Um das zu erreichen, sollen sich die Schaufensterlagen im südlichen Abschnitt gegenüber der bisherigen Planung verdoppeln. Und es soll mehr kleinere Läden geben: Statt bisher 48 sind nun mindestens 100 vorgesehen. Ein großes Thema wird Bruns-Berentelg zufolge aber auch ein guter Schutz vor Regen und Wind sein. Am einfachsten ließe sich das mit einem geschlossenen Shopping Center bewerkstelligen – doch das lehnt der Senat an dieser Stelle ab. „Das schafft nur eine Insellage und lässt keine Verbindungen zu“, sagt auch Bruns-Berentelg.

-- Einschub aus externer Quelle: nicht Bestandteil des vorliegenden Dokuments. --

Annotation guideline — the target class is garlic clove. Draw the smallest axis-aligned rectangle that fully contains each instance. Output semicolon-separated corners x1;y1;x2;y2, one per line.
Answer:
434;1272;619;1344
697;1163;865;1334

Geplant ist deshalb, die Nord-Südachsen zu überdachen, etwa mit schirmartigen, riesigen Regendächern und Windschutzwänden. Wie genau diese Konstruktionen aussehen werden, sollen jetzt Architekten-Wettbewerbe ergeben.

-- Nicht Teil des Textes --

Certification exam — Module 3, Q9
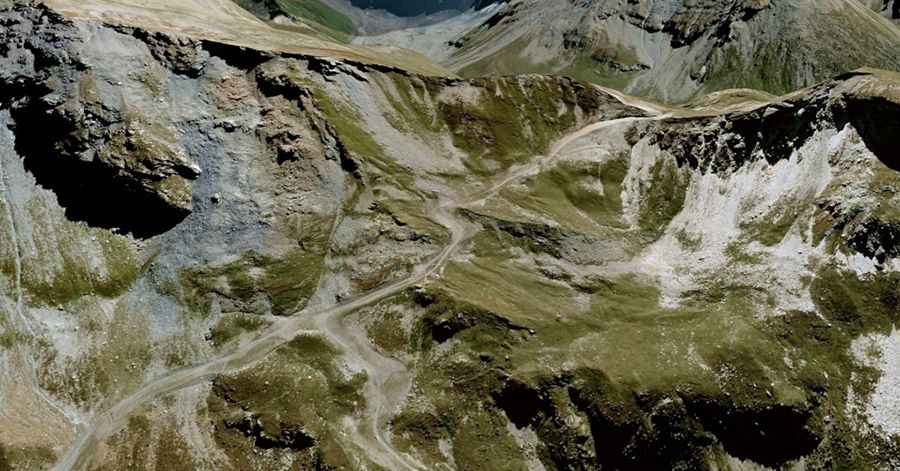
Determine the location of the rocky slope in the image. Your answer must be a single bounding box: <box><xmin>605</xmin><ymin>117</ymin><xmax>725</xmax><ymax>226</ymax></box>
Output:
<box><xmin>0</xmin><ymin>2</ymin><xmax>900</xmax><ymax>470</ymax></box>
<box><xmin>358</xmin><ymin>0</ymin><xmax>900</xmax><ymax>102</ymax></box>
<box><xmin>863</xmin><ymin>0</ymin><xmax>900</xmax><ymax>23</ymax></box>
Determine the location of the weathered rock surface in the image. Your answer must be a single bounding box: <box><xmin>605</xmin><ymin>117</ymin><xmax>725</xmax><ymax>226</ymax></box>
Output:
<box><xmin>0</xmin><ymin>1</ymin><xmax>900</xmax><ymax>470</ymax></box>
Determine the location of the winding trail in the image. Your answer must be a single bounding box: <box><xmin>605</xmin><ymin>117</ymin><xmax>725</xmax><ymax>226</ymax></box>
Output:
<box><xmin>54</xmin><ymin>99</ymin><xmax>668</xmax><ymax>471</ymax></box>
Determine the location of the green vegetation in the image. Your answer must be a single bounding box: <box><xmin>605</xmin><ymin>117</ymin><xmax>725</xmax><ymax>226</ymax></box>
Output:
<box><xmin>207</xmin><ymin>335</ymin><xmax>366</xmax><ymax>469</ymax></box>
<box><xmin>22</xmin><ymin>198</ymin><xmax>142</xmax><ymax>306</ymax></box>
<box><xmin>209</xmin><ymin>313</ymin><xmax>270</xmax><ymax>347</ymax></box>
<box><xmin>438</xmin><ymin>78</ymin><xmax>593</xmax><ymax>176</ymax></box>
<box><xmin>0</xmin><ymin>330</ymin><xmax>31</xmax><ymax>350</ymax></box>
<box><xmin>501</xmin><ymin>156</ymin><xmax>628</xmax><ymax>235</ymax></box>
<box><xmin>276</xmin><ymin>0</ymin><xmax>356</xmax><ymax>36</ymax></box>
<box><xmin>177</xmin><ymin>217</ymin><xmax>332</xmax><ymax>316</ymax></box>
<box><xmin>0</xmin><ymin>443</ymin><xmax>56</xmax><ymax>471</ymax></box>
<box><xmin>304</xmin><ymin>82</ymin><xmax>415</xmax><ymax>189</ymax></box>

Verhalten optimistisch zeigt sich angesichts der neuen Pläne der baupolitische Sprecher der SPD-Bürgerschaftsfraktion, Dirk Kienscherf: „Die Entwicklung des südlichen Überseequartiers scheint jetzt endlich auf dem richtigen Weg zu sein“, sagt der SPD-Politiker. Nach dem Scheitern der ursprünglichen Pläne unter dem schwarz-grünen Senat habe seine Fraktion eine Neukonzeption geordert. „Ziel war es, ein geschlossenes Shopping-Center zu verhindern, aber auch mehr Wohnungen in diesem Bereich zu ermöglichen.“ Jetzt sei mehr Platz für Wohnungen vorgesehen. „Das wäre ein gutes Signal für die HafenCity“, sagte Kienscherf. Der Politiker mahnt zur Eile. „Denn die Schließung dieser großen markanten städtebaulichen Lücke mit der endgültigen Realisierung des Kreuzfahrtterminals im Herzen der HafenCity ist Grundvoraussetzung für eine erfolgreiche Verbindung zwischen der westlichen Hafencity und dem neuen östlichen Baakenhafenquartier.“ Daher müsse alles für eine zügige Realisierung getan werden.
Mit einem Baustart im südlichen Überseequartier rechnet HafenCity-Geschäftsführer Bruns-Berentelg jetzt frühestens im Jahr 2016. Ursprünglich sollte das gesamte Quartier bereits 2011 fertig gestellt sein.